📅 2024-12-22 — Session: OCR Data Processing and Enhancement
🕒 21:50–22:00
🏷️ Labels: OCR, Data Cleaning, PDF, Data Extraction, Automation
📂 Project: Dev
⭐ Priority: MEDIUM
Session Goal
The primary goal of this session was to enhance the Optical Character Recognition (OCR) process for better data extraction and cleaning, specifically focusing on transaction data from PDF documents.
Key Activities
- Data Cleaning and Structuring: The OCR output data was cleaned and structured into a CSV format, and a DataFrame was created for better organization and usability.
- Refinement of OCR Process: Identified issues with OCR output quality and proposed adjustments to enhance text extraction for meaningful transaction data.
- Improvement of OCR Data Extraction: Addressed challenges of noise and formatting issues in refined OCR data and applied advanced text-cleaning techniques for improved accuracy.

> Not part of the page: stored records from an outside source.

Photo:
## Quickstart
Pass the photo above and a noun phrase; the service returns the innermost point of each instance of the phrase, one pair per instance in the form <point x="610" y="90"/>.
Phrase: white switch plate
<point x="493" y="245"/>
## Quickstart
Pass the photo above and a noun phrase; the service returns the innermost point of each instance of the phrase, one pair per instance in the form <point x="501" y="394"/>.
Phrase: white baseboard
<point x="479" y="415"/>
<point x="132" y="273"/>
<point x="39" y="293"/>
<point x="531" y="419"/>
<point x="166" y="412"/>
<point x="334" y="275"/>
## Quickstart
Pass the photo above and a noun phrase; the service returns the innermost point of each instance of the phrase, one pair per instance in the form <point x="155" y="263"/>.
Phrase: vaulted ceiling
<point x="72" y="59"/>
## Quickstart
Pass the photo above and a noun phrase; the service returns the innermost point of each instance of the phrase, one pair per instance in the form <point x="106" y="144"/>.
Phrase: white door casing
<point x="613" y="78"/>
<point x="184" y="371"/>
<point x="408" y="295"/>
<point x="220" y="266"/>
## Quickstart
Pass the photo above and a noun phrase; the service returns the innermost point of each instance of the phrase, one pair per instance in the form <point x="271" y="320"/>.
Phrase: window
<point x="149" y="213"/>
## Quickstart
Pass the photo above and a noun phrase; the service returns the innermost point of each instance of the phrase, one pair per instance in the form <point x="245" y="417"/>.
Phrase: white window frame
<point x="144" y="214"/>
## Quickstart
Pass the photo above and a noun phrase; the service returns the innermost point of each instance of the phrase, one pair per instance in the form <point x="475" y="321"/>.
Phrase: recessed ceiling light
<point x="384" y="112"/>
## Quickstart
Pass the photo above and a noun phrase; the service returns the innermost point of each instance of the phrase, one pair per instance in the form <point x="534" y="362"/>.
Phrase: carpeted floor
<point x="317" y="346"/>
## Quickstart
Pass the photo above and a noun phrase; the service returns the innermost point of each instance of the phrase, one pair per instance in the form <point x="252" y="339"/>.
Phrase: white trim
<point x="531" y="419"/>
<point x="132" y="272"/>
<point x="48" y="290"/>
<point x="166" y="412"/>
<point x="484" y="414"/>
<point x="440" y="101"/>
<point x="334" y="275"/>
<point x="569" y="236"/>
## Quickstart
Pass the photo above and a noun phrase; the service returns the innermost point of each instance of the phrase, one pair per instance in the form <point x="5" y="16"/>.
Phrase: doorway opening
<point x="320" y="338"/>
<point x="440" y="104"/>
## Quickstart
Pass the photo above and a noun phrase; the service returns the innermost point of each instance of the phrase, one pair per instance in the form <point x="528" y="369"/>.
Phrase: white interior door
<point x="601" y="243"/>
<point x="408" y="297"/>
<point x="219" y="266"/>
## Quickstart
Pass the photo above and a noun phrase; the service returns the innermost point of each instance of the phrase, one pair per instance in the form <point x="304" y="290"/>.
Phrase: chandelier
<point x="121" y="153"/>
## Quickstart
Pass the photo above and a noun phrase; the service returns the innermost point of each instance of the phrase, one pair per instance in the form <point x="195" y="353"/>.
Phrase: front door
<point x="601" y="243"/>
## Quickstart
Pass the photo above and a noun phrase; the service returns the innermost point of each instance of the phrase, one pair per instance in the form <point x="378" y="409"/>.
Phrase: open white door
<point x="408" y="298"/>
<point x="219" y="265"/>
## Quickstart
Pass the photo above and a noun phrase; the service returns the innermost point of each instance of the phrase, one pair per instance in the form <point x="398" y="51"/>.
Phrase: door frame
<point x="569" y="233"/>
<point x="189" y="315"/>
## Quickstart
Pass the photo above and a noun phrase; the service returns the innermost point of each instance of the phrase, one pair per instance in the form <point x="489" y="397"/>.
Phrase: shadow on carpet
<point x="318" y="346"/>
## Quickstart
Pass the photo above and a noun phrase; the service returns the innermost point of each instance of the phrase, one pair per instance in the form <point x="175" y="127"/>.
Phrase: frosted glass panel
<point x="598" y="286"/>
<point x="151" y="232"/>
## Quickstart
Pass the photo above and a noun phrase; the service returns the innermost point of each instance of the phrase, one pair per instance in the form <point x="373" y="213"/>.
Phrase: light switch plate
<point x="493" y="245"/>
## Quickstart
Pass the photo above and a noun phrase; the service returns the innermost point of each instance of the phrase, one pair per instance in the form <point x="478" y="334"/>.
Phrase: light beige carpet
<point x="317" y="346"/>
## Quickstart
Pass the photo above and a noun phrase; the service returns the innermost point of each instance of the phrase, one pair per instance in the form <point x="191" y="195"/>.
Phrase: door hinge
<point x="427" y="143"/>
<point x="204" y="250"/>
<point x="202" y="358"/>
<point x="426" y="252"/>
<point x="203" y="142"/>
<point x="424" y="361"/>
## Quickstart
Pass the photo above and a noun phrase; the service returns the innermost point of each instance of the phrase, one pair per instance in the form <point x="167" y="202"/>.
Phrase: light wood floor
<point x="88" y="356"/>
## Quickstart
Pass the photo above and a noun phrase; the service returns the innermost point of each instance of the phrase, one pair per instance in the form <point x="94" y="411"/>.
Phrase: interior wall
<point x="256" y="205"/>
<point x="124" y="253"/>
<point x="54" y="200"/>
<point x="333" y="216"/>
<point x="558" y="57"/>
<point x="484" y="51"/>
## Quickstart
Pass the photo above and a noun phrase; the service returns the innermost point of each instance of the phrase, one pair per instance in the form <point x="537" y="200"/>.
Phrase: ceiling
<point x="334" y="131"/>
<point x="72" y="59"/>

- Enhancement of OCR Results: Strategies were developed to enhance OCR results, including improving image quality, manual parsing support, and utilizing specialized OCR tools.
- Transaction Details Extraction: Processed PDF content to extract relevant transaction details and created a structured dataset.
- Successful Extraction and Processing: Transactions were successfully extracted from PDFs into a structured table, and micro-transactions were consolidated into a single DataFrame.
Achievements
- Successfully enhanced the OCR process for better data extraction and cleaning.
- Created structured datasets from OCR and PDF data, ready for review or export.
Pending Tasks
- Further adjustments or analyses on the extracted data can be requested if needed.